UK: ICO fines TikTok £12.7 million for misusing children’s data
The UK Information Commissioner’s Office (ICO) has fined TikTok Information Technologies UK Limited and TikTok Inc a total of £12.7m for multiple breaches data protection law. The ICO found that TikTok processed children’s personal data without the consent of their parents or carers and provided its services to up to 1.4 million UK children under the age of 13, despite its own rules not allowing children that age to create an account. TikTok also failed to provide proper information to users about how their data is collected, used, and shared in a way that is easy to understand. The ICO’s original notice of intent for TikTok set the fine at £27m, but this was reduced as the regulator decided not to pursue the provisional finding related to the unlawful use of special category data. Read the press release here.
Spain: AEPD fines BBVA €84,000 for GDPR Violations
The Spanish Data Protection Authority (AEPD) has concluded its sanctioning procedure against Banco Bilbao Vizcaya Argentaria (BBVA) for alleged violations of Articles 6.1 and 15 of the GDPR. BBVA acknowledged responsibility and paid a reduced fine of €84,000 within the given hearing period of ten working days.
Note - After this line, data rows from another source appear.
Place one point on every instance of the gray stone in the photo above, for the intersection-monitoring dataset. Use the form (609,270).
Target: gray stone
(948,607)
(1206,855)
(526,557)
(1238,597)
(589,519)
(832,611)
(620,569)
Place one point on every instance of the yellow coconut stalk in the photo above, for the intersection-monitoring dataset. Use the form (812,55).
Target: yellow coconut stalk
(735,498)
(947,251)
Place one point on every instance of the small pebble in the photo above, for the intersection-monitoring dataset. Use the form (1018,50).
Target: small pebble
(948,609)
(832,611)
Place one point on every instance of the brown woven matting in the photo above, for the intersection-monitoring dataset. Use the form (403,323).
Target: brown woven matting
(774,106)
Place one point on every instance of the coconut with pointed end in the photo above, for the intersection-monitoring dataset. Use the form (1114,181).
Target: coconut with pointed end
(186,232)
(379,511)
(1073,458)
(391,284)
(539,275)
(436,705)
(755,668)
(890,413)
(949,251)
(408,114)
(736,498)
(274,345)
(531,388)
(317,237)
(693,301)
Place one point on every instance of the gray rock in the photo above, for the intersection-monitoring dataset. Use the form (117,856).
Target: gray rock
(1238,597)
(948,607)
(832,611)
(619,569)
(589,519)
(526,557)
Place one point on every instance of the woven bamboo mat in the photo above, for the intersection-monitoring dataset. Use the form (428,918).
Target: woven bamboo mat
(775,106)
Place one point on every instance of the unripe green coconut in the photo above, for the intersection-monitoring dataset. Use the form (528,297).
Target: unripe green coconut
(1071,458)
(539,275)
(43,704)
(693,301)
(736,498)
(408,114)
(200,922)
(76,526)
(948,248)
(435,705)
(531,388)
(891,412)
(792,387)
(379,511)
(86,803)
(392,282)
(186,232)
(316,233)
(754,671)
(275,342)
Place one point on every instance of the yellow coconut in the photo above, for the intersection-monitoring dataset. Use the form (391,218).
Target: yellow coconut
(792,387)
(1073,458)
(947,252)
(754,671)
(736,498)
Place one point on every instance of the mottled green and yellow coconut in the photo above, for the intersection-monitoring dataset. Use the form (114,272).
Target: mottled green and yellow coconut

This amount includes two cumulative reductions for voluntary payment and acknowledgment of responsibility. By paying the fine, BBVA waives any actions or appeals against the sanction and admits responsibility for the facts stated in the initiation agreement. The AEPD has terminated the procedure in accordance with Article 85 of the LPACAP. The initial proposed sanctions totaled €140,000, but BBVA’s timely response allowed for a reduced amount. The full decision can be read (in Spanish) here.